# Constructing a complex structure on $S^2$

By definition of complex manifold, a complex manifold is a manifold with holomorphic charts $U \to D^2 \subseteq \mathbb C$.

I want to define a complex structure on $S^2$.

Can you tell me if this is correct?

Let $D^+$ and $D^-$ denote $S^2-S$ and $S^2 -N$ respectively where $S,N$ are the north and south pole. Define charts $f_+$ and $f_-$ in the obvious way: map $D^+$ and $D^-$ homeomorphically to the open unit disk. Then $\{(D^+,f_+), (D^-, f_-)\}$ is a complex atlas (complex structure) for $S^2$.
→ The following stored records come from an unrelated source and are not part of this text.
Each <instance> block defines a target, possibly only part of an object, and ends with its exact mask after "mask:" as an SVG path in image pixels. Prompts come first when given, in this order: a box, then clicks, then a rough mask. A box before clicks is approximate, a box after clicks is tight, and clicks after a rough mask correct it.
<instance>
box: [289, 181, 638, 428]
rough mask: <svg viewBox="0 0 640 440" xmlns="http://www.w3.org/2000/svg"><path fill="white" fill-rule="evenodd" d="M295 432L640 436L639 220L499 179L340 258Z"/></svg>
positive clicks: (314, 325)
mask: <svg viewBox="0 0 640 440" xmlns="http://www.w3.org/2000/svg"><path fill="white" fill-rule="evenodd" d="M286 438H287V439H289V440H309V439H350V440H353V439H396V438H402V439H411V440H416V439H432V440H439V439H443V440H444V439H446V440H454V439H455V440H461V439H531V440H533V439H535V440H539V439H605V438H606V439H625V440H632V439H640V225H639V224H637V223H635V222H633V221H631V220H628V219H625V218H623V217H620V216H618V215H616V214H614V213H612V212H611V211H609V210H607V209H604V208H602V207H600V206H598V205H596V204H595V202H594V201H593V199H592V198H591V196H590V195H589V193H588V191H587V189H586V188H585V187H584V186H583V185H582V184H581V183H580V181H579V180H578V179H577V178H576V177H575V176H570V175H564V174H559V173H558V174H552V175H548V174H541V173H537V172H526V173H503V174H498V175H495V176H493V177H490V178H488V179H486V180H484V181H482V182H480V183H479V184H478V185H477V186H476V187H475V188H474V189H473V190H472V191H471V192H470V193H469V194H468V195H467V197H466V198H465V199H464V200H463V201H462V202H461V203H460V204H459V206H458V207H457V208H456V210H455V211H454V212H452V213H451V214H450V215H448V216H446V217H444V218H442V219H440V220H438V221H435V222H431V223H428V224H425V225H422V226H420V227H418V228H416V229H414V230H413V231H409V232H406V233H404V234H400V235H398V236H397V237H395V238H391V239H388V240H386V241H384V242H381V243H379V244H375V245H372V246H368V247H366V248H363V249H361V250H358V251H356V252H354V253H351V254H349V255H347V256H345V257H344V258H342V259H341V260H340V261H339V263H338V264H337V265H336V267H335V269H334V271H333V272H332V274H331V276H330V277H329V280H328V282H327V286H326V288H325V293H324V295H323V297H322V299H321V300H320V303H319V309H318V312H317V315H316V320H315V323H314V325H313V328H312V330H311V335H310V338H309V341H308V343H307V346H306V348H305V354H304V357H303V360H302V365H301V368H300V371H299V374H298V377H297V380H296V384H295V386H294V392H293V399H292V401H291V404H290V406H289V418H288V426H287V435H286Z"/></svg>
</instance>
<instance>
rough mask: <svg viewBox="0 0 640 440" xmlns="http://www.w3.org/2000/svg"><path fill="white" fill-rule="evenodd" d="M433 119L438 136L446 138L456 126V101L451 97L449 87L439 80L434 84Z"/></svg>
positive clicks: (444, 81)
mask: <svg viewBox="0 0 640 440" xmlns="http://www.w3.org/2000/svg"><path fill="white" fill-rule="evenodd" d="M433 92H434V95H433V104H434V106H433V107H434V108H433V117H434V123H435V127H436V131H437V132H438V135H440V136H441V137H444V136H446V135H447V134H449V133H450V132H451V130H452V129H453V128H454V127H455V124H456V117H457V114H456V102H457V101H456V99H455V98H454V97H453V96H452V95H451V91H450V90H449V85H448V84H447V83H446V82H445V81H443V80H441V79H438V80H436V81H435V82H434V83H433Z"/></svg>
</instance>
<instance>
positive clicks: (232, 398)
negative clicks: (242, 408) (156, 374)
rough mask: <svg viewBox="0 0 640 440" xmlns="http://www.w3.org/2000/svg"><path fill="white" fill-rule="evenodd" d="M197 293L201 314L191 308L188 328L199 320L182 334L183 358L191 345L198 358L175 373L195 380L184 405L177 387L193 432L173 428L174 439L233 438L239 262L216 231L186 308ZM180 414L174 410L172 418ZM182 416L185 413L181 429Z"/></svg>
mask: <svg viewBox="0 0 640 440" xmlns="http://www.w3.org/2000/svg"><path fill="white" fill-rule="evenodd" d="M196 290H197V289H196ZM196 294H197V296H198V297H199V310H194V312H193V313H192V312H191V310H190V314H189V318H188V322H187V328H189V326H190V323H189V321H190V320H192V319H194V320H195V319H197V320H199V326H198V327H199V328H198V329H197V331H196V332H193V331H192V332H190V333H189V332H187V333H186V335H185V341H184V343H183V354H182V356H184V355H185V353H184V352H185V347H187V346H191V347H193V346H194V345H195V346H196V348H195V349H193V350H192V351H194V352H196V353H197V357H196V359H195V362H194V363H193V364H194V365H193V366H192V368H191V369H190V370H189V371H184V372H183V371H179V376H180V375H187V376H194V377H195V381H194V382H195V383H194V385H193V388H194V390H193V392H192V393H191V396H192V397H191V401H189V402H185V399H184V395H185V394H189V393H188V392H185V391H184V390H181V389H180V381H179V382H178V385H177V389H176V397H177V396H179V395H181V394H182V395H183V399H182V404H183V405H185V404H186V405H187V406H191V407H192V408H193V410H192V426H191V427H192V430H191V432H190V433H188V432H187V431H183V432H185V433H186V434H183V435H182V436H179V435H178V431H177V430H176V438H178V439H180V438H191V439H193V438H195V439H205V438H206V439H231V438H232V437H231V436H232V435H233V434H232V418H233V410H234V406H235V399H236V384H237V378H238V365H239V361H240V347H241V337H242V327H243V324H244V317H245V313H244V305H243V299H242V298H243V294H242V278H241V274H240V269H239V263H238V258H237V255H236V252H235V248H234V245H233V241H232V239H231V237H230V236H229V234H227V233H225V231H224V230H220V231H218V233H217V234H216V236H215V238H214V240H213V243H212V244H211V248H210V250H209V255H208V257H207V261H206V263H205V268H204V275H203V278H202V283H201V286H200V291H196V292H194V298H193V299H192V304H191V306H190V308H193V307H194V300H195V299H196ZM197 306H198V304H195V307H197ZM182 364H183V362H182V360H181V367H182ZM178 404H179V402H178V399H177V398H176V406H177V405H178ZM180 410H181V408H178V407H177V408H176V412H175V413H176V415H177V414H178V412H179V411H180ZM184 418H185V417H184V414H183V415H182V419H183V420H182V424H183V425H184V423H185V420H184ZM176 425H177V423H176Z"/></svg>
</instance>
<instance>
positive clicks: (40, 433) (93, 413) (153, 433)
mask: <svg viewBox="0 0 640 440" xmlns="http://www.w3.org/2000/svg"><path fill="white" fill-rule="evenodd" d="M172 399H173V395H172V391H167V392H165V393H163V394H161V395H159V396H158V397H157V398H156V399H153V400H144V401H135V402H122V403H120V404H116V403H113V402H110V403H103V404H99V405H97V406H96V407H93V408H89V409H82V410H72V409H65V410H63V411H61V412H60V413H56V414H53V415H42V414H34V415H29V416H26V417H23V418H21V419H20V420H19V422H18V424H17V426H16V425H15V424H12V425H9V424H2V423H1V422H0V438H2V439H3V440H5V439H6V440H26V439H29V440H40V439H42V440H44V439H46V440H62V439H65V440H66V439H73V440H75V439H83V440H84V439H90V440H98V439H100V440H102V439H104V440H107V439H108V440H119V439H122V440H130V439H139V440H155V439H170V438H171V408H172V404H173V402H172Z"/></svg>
• Have you computed the transition functions? You'll need to know the maps $f_{\pm}$ explicitly. – Michael Albanese Dec 30 '14 at 2:43
• You did not specify which homeomorphisms you chose. Wrong choice will not give you a complex structure. – Moishe Kohan Dec 30 '14 at 2:44
• @studiosus I am unsure about how to write down the maps. They look like identity maps... can I choose $F_\pm$ to be the identity maps? Then it would be easy to prove that the transition maps are holomorphic. – a student Dec 30 '14 at 2:45
• You have to decide how do you describe the sphere. There are at least three standard ways, in neither one of them your charts will be the identity maps. – Moishe Kohan Dec 30 '14 at 2:48
• "Neither" means "none". In other words, you will not get identity transition maps in any of the three standard models. – Moishe Kohan Dec 30 '14 at 3:00

I'm going to suggest that you choose the chart that sends $P = (x, y, t)$ in $S^2 - S$ to the intersection $z$ of the segment $SP$ with the $t = 0$ plane. Do the same for the $S^2 - N$, but throw in a conjugate. Those are your charts $f_{\pm}$. Now write out the transition function, which should end up being something like $z \mapsto \frac{1}{z}$.
• Thank you but if the transition maps are ${1\over z}$ then that's terrible, they are not holomorphic. The comment above by studiosus seems to say that the transition maps should be the identity maps. Am I misunderstanding something? – a student Dec 30 '14 at 2:52
• @astudent The transition maps are $\frac{1}{z}$, and these are holomorphic where they are defined. You omit "0" from the domain of each one. – Steven Gubkin Dec 30 '14 at 2:59
• I should have said "and the transition functions will be holomorphic on their domains, which are $\mathbb C - \{0\}$ in each case." – John Hughes Dec 30 '14 at 3:01
Look up the standard homeomorphism you get by removing the "point at infinity" in $S^2$ and the complex plane. Two charts using this homeomorphism are enough to give you the complex manifold charts.